With its current production, Music Theatre of Madison takes on one of Broadway’s slipperiest love stories, Jason Robert Brown’s The Bridges of Madison County, inspired by Robert James Waller's 1992 novel of the same name. This is a musical that can resist vitality even in earnest hands.
Set in Iowa in 1965, the story is a simple one: Francesca Johnson, an Italian war bride, stays behind while her husband and children head to the State Fair. When Robert Kincaid, a wandering National Geographic photographer, pulls into her driveway looking for directions, a four-day affair begins — one that forces Francesca to weigh desire against duty, the chance of escape against the family she’s built. Around their love story hums a small-town chorus: the watchful neighbors Marge and Charlie, Marian and Chiara with their lyrical warmth, the ensemble of townsfolk and friends filling in the landscape.
Brown’s score — honored with Tony Awards for both its orchestrations and original music — is full of longing, folk sweetness, and sweeping arcs. But the music’s expansiveness sits awkwardly in the Play Circle. The sound is overamplified, the space too tight. This is writing that asks for air, for distance, for voices that can slip easily from conversational intimacy into operatic surge. Without that elasticity, the music swells but doesn't quite breathe.

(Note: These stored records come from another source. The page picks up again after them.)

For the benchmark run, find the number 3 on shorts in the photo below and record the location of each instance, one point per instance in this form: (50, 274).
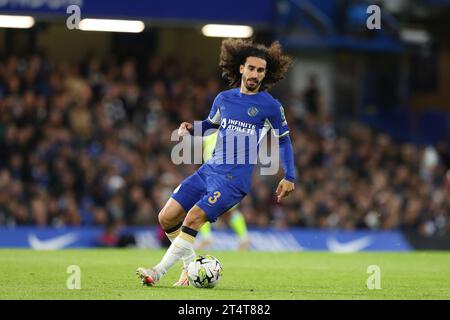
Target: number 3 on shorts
(213, 199)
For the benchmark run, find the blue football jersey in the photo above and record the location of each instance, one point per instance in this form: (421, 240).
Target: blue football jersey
(243, 121)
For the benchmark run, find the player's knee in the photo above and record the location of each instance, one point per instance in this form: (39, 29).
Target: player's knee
(164, 219)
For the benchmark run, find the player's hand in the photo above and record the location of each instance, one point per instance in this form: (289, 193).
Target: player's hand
(284, 189)
(184, 128)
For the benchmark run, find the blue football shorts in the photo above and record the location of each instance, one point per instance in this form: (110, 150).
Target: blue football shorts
(213, 192)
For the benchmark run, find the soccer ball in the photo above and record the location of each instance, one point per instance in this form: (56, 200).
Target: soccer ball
(204, 272)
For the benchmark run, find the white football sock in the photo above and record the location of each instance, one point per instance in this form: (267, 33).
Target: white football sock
(181, 248)
(186, 259)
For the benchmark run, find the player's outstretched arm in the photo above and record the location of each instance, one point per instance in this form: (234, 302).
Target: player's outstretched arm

At the center are Sarah and Kevin Blakeslee, a married couple playing Francesca and Robert. Their real-life connection gives the affair a believable spark; when they lean into each other, the chemistry feels true. Kevin’s baritone carries warmth and urgency, though he sometimes tips into shouting when the score demands power. Sarah faces the greater test. Francesca’s music shifts constantly, from folk lullaby to near-opera. In the gentler passages, she finds grace and tenderness. But when the lines stretch higher and heavier, the writing shows little mercy, and her voice often strains against it. Even her accent, slipping in and out, adds another distraction.
Elsewhere, the cast gives the evening its strongest lift. Cat Richmond sings with an ease that seems to float above the room, her voice the clearest evidence of how Brown’s music can soar when given full support. Micah Friedman’s singing has a similar clarity and punch, the kind of power that seems meant for a much larger house. And in the smaller roles of the nosy neighbors, Jen Ward Lennon and Bart Terrell bring honesty and grounding. Too often these parts are played for caricature; here, they land with warmth and humor, the kind of work that makes you wish the show offers them more stage time.
Meghan Randolph’s direction leans into the musical’s tension, but Bridges itself is caught in an awkward middle ground — too big for the box, too intimate for the epic frame. What should feel like an endless Iowa sky feels compressed, and what should have been whispered confessions sometimes blare through the speakers.
The production, though well-intentioned, never settles into the sweeping romance it promises. There are moments when it all clicks: Richmond’s ease, Friedman’s power, Lennon and Terrell’s grounded humor and these sparks remind us why Music Theatre of Madison’s risks matter, even when the payoff is uneven.
The show continues at the Play Circle with performances on Aug. 17, 21, 22, and 23.